As an advocate for people with spinal muscular atrophy, Pritam writes with sensitivity about the role of caregiving. Paridhi takes care of her bordeuta who has always been more paternal than her biological father and has supported her choices and her dreams. In his ailing condition, Paridhi becomes a custodian of the lives of her uncle and her mother, as well as of their rapidly ageing home, a structure of clay that reminds Paridhi of her grandfather’s love for the land of his origin. Pritam brings a lightness of touch to difficult questions of human fragility and the futility of human decisions. Paridhi’s story anchors itself to her lived spaces – her home, the railway station, the simolu tree – even as she struggles with conflicts between writing and painting, romantic and platonic love, hope and despair.
Ranjita Biswas’s translation captures the heartbreak of Pritam’s narrative and it also, like all politically conscious translations, makes its reader do the hard work, incorporating words from the source language, capturing local flavour in its rendering of colours, images, food traditions, and social relationships. Pritam’s subliminal message seems to be one of hope. “Time grinds stones to fine particles”, she writes. “But do they disappear?
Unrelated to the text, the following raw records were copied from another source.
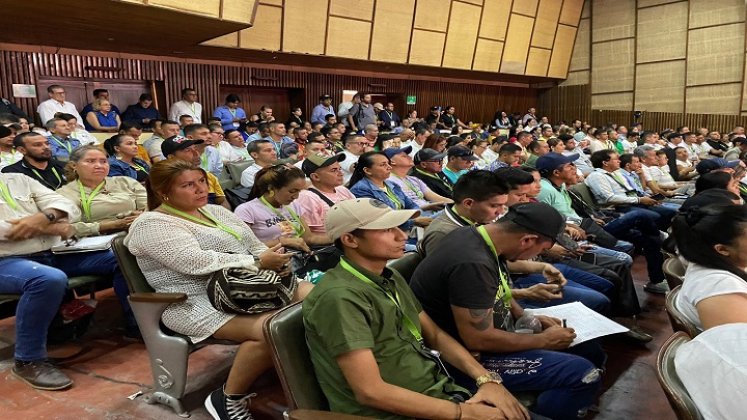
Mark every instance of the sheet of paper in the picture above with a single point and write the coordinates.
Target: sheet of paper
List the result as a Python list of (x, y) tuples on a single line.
[(587, 323), (87, 244)]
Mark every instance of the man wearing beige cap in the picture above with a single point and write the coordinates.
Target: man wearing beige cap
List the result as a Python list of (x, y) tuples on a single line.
[(374, 350)]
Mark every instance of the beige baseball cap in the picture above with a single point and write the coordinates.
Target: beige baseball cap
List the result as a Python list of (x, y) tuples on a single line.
[(364, 213)]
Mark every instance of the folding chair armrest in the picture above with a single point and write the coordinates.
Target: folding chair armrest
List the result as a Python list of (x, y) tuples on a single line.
[(158, 297)]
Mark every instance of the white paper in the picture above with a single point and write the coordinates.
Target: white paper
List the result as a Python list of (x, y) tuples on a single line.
[(88, 244), (587, 323)]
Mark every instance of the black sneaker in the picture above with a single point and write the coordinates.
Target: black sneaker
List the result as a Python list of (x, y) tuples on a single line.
[(233, 407), (41, 375)]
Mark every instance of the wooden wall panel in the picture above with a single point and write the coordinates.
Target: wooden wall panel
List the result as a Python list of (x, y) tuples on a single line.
[(571, 12), (580, 77), (656, 42), (619, 101), (717, 99), (202, 7), (265, 34), (427, 48), (432, 14), (494, 23), (525, 7), (475, 101), (581, 57), (660, 87), (516, 49), (462, 35), (564, 42), (488, 55), (546, 23), (348, 38), (358, 9), (612, 19), (711, 13), (537, 62), (238, 10), (612, 67), (715, 55), (298, 35), (392, 30)]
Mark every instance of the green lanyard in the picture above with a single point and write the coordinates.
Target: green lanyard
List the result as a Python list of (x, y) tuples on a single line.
[(469, 222), (65, 144), (215, 223), (411, 186), (393, 297), (506, 295), (86, 200), (5, 193), (54, 171), (296, 223), (392, 197)]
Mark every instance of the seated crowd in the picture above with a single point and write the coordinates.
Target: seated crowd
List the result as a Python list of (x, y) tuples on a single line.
[(507, 216)]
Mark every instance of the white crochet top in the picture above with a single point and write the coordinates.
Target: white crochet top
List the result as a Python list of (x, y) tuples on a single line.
[(178, 256)]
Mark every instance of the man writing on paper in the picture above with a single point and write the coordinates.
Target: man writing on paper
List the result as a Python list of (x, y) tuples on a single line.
[(464, 287), (32, 220)]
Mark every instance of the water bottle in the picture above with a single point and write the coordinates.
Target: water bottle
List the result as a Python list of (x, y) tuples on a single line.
[(528, 324)]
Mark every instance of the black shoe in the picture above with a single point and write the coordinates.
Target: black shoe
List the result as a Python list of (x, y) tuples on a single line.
[(41, 375), (660, 288), (223, 407)]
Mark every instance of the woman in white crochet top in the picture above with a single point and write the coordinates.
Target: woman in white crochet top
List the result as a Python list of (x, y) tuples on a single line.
[(178, 245)]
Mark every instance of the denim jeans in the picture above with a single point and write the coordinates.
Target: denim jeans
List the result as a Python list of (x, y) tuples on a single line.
[(639, 227), (41, 279), (567, 381), (591, 290)]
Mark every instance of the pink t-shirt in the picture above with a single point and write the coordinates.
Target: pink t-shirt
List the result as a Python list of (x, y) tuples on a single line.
[(265, 223), (314, 209)]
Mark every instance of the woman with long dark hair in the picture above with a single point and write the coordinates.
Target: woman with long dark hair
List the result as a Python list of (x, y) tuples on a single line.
[(714, 297), (272, 212)]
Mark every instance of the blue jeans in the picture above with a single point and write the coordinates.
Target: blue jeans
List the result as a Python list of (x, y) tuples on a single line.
[(567, 381), (41, 279), (591, 290), (639, 226)]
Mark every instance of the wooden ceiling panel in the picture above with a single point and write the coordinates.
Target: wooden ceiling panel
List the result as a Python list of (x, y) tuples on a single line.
[(494, 22), (348, 38), (488, 55), (432, 15), (358, 9), (265, 34), (298, 35), (391, 38), (462, 35), (546, 22), (427, 48), (516, 49)]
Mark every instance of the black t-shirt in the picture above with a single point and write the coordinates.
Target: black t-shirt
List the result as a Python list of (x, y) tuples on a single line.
[(462, 271)]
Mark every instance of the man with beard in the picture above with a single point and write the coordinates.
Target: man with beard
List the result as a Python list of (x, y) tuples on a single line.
[(37, 161)]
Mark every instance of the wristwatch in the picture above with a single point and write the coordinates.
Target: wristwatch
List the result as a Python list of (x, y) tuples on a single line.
[(489, 377), (50, 216)]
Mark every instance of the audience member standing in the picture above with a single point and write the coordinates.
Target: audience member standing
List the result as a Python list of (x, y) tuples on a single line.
[(187, 106)]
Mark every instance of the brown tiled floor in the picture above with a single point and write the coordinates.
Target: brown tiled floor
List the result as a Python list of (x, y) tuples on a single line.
[(110, 369)]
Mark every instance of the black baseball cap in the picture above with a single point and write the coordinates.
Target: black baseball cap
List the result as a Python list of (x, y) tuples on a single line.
[(175, 143), (540, 218), (426, 155), (462, 152)]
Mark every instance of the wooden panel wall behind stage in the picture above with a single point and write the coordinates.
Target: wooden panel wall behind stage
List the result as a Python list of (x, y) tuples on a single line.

No, they take another form, making them stronger, more enduring.” Paridhi, in this matrix of acceptance and re-formulation, makes herself afresh, from caterpillar to butterfly, transitioning from grief to self-acceptance and a gradual, edifying metamorphosis. If the possibilities of the ordinary catch your fancy, Beneath the Simolu Tree might just be your cup of tea.
Beneath the Simolu Tree, Sarmistha Pritam, translated from the Assamese by Ranjita Biswas, Simon and Schuster India.